KaizenPhilo or Copper,
Do you have a solution now?
At the moment we have 5 servers (PowerEdge T640) with the same problem. "CPU machine check error" randomly on CPU1 or 2 about once a week, at random time. The server restarts without Windows logging. BIOS / Fireware / drivers are all up-to-date. Is a Windows 2016 server with Hyper-V enabled. BIOS profile = Performance (C-state is disabled).
Dell support has replaced three system cards. The problem exist.
It looks like the error is sometime come up when a virtual machine is starting up in the morning. I can’t reproduce the problem manual.
Dell is searching for a solution, but it is slow. Someone any idea?
I'm having/had the same issue on an R740, Server 2016 Standard with Hyper-V role. CPU Machine check error, OEM diagnostic events, and Intel Management Engine warnings.
2+ months into service call and we've replaced the motherboard twice, the PCI card (BOSS NVMe riser) twice, the cables once... Flea drains, cold boots, AC cycles, you name it, we've tried it.
We've cut down the CPU machine check errors but the OEM diagnostic and Intel M.E. events still come along together, and it looks like it's happening when the system hangs. I've seen it now several times where during a restart it will hang on Shutting down service: Hyper-V Virtual Machine Management.
Support just informed me of a new BIOS, 1.4.5, so I'm running my restart script on it and see what happens... the results just in, updating the BIOS re-generated the CPU machine check error (does this mean it didn't go away? Is it a throwback reference? Who knows) and then the system stopped on trying to shut down H-V VMM service.
We also update the BIOS to version 1.4.5 for five days now. Update also Windows 2016 to KB4103720. We have not seen the CPU machine check error till now. But it is too early to cheer.
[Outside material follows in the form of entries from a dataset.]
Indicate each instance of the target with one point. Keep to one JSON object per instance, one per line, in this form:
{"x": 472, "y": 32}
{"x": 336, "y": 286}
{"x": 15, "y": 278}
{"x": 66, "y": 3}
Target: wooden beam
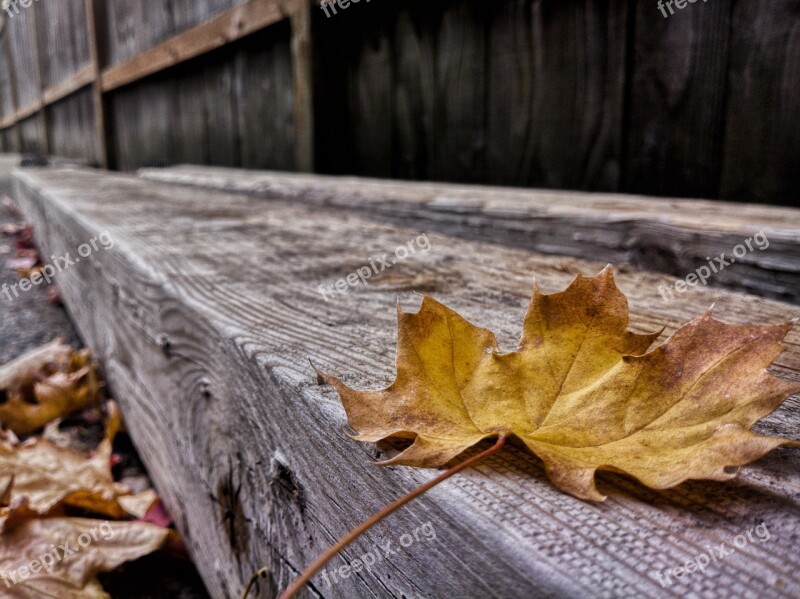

Do you have the possibility to reproduce the problem manual? Reboot the machine is in our environment no problem. The CPU machine check error coming up only random on a running machine.
I know the waiting time for 'Hyper-V Virtual Machine Management' service to stop. But it is an event I have seen on a lot of machines.
When I have news, I will post it.
All servers are up for three weeks since the BIOS update 1.4.5
I must slowly believe that the BIOS update solve the problems.